New York Times hails soon-to-open sculpture park in Montgomery, Alabama, as one of the 52 places to visit worldwide in 2024
Equal Justice Initiative’s (EJI) Freedom Monument Sculpture Park in Montgomery has made The New York Times’ list of the world’s top travel destinations for 2024.
The New York Times identifies only 52 places around the world and writes that EJI’s Legacy Sites is an especially inspiring experience for travelers interested in American history and its legacy.
The New York Times encourages visitors to come to Montgomery, Alabama, in 2024 to experience the new Freedom Monument Sculpture Park, a 17-acre park that will exhibit works by world-class artists like Kehinde Wiley, Simone Leigh and Alison Saar, as well as artifacts, including dwellings relocated from a cotton plantation and a pen where enslaved people were held. The sculpture park is expected to open this year, but a date has not been announced.
The sculpture park will offer an immersive, interactive journey during which visitors will listen to Muscogee family stories as they were told centuries ago, and step inside a train car like those used to traffic enslaved people to Montgomery on this very spot overlooking the Alabama River.
At its heart stands the 43-foot-tall National Monument to Freedom, dedicated to the millions of enslaved Black people who were emancipated at the end of the Civil War. As the New York Times writes, “the steel-walled monument, which resembles an open book,” will be engraved with more than 120,000 surnames chosen by formerly enslaved people and officially registered in the 1870 Census.
Descendants will be able to locate family names memorialized on the monument and use kiosks at the visitor center to learn more about their family history.
“Freedom Monument Sculpture Park is a unique place where visitors can learn about the lives of enslaved people in the very location where they were trafficked and enslaved,” EJI Executive Director Bryan Stevenson said. “The National Monument to Freedom also provides a powerful opportunity for Black Americans to find their names – the names chosen by their foreparents and passed down to millions of Black families.”
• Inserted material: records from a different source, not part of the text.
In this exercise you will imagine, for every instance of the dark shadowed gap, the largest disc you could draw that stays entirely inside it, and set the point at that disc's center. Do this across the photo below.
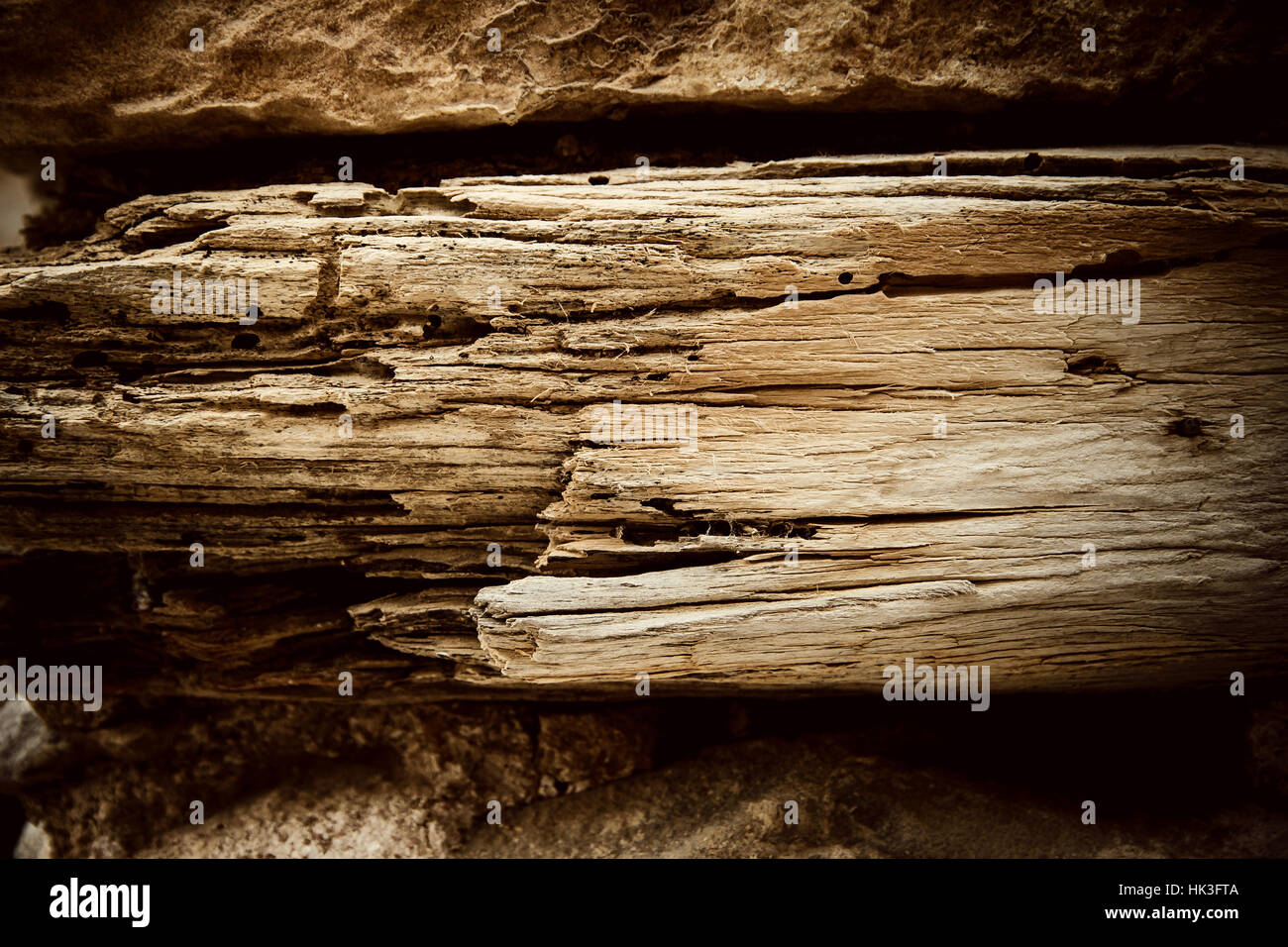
(91, 182)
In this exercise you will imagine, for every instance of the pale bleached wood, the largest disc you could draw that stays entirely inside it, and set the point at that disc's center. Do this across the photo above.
(814, 428)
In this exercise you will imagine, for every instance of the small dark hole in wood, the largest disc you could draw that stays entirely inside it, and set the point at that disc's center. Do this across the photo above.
(1185, 427)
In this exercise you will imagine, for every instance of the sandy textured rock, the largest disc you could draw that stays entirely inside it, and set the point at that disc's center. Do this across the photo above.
(283, 68)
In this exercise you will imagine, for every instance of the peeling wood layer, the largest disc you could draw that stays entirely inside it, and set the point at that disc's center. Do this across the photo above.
(905, 459)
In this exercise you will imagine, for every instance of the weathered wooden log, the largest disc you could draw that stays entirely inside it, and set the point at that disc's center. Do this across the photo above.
(768, 425)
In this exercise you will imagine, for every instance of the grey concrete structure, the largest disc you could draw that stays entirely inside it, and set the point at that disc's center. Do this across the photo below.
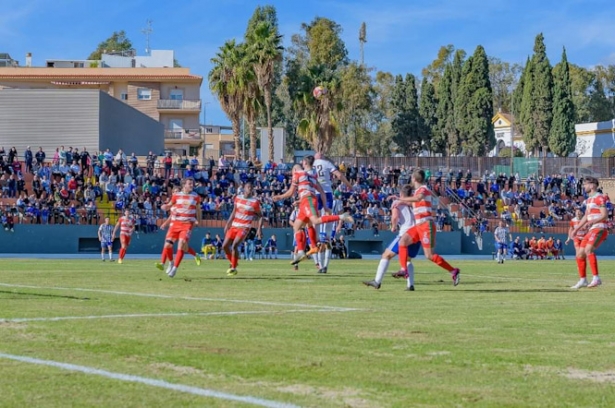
(76, 117)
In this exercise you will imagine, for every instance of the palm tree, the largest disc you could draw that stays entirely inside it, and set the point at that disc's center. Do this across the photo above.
(252, 96)
(319, 125)
(266, 50)
(226, 83)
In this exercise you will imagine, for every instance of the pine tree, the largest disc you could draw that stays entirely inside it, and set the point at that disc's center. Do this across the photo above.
(427, 109)
(563, 138)
(445, 138)
(517, 99)
(415, 125)
(399, 125)
(542, 93)
(474, 105)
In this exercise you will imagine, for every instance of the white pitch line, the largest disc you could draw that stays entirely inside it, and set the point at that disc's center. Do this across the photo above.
(154, 295)
(145, 315)
(204, 392)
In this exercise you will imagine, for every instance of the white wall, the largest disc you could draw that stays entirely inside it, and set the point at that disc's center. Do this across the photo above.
(279, 144)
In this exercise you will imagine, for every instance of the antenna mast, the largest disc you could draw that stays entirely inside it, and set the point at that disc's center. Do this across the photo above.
(363, 40)
(148, 30)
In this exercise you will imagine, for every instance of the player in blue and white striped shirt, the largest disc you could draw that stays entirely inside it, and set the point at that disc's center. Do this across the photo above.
(105, 236)
(502, 237)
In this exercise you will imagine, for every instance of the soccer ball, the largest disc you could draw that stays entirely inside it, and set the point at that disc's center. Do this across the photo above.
(319, 92)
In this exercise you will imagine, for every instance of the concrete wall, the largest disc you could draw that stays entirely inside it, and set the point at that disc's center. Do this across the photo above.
(49, 118)
(124, 127)
(468, 245)
(65, 239)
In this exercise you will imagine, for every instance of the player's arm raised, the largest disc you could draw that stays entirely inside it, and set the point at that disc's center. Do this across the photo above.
(394, 218)
(340, 176)
(323, 198)
(230, 220)
(580, 225)
(117, 226)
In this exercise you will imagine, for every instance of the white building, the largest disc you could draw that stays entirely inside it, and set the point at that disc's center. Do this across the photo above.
(592, 138)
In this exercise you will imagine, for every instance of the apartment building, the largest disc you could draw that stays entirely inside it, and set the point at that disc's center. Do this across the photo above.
(149, 84)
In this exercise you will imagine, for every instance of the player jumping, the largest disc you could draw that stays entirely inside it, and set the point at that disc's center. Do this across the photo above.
(245, 210)
(325, 169)
(401, 215)
(425, 229)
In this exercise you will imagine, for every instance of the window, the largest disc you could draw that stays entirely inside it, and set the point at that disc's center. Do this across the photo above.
(144, 94)
(177, 95)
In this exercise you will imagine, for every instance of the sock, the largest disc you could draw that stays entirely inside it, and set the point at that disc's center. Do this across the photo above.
(312, 235)
(382, 269)
(329, 218)
(582, 265)
(593, 264)
(410, 280)
(438, 260)
(300, 240)
(179, 257)
(403, 256)
(327, 256)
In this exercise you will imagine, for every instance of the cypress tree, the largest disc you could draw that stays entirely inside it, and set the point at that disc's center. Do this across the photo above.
(542, 93)
(563, 138)
(462, 101)
(427, 109)
(517, 99)
(474, 105)
(526, 121)
(446, 138)
(413, 120)
(399, 126)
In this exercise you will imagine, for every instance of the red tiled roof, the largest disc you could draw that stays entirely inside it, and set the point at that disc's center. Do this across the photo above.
(94, 77)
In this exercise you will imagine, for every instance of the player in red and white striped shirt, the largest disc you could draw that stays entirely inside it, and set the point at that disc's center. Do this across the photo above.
(246, 210)
(306, 184)
(185, 216)
(425, 229)
(126, 225)
(595, 221)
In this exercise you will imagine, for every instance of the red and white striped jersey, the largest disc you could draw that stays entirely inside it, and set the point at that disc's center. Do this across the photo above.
(422, 209)
(573, 224)
(126, 225)
(305, 182)
(594, 205)
(185, 207)
(246, 209)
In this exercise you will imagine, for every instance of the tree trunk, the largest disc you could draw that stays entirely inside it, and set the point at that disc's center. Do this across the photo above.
(236, 124)
(269, 124)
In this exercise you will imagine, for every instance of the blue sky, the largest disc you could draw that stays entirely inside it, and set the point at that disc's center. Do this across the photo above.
(403, 36)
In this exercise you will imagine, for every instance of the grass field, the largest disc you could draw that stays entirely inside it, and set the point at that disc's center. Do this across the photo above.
(509, 335)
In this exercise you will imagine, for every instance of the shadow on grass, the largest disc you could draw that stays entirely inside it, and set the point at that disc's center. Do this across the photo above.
(30, 295)
(511, 290)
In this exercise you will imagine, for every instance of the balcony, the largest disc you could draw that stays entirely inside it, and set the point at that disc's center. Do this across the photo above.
(184, 135)
(179, 105)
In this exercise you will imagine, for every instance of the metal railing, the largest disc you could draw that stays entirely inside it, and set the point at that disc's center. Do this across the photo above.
(601, 167)
(179, 104)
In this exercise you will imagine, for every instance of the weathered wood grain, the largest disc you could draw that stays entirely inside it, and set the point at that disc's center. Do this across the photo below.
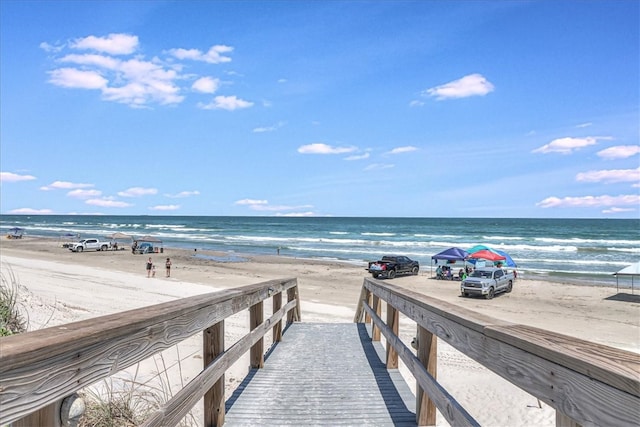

Hundreds of thousands of visitors from around the world have visited the National Memorial for Peace and Justice and the Legacy Museum since they opened in 2018.
EJI is committed to ending mass incarceration and excessive punishment in the United States, to challenging racial and economic injustice and to protecting basic human rights for the most vulnerable people in American society. Founded in 1989 by Stevenson, a widely acclaimed public interest lawyer and best-selling author of “Just Mercy,” EJI is a private, nonprofit organization. EJI works with communities that have been marginalized by poverty and discouraged by unequal treatment and are committed to changing the narrative about race in America.
Dedicated to helping the poor, the incarcerated and the condemned, EJI provides legal assistance to death row prisoners, confronts abuse of the incarcerated and the mentally ill, and aids children prosecuted as adults. EJI recently launched new programs aimed at reducing poverty in America, including a program to address food insecurity and a health clinic providing free care to vulnerable populations. The Alabama Power Foundation has provided support to EJI.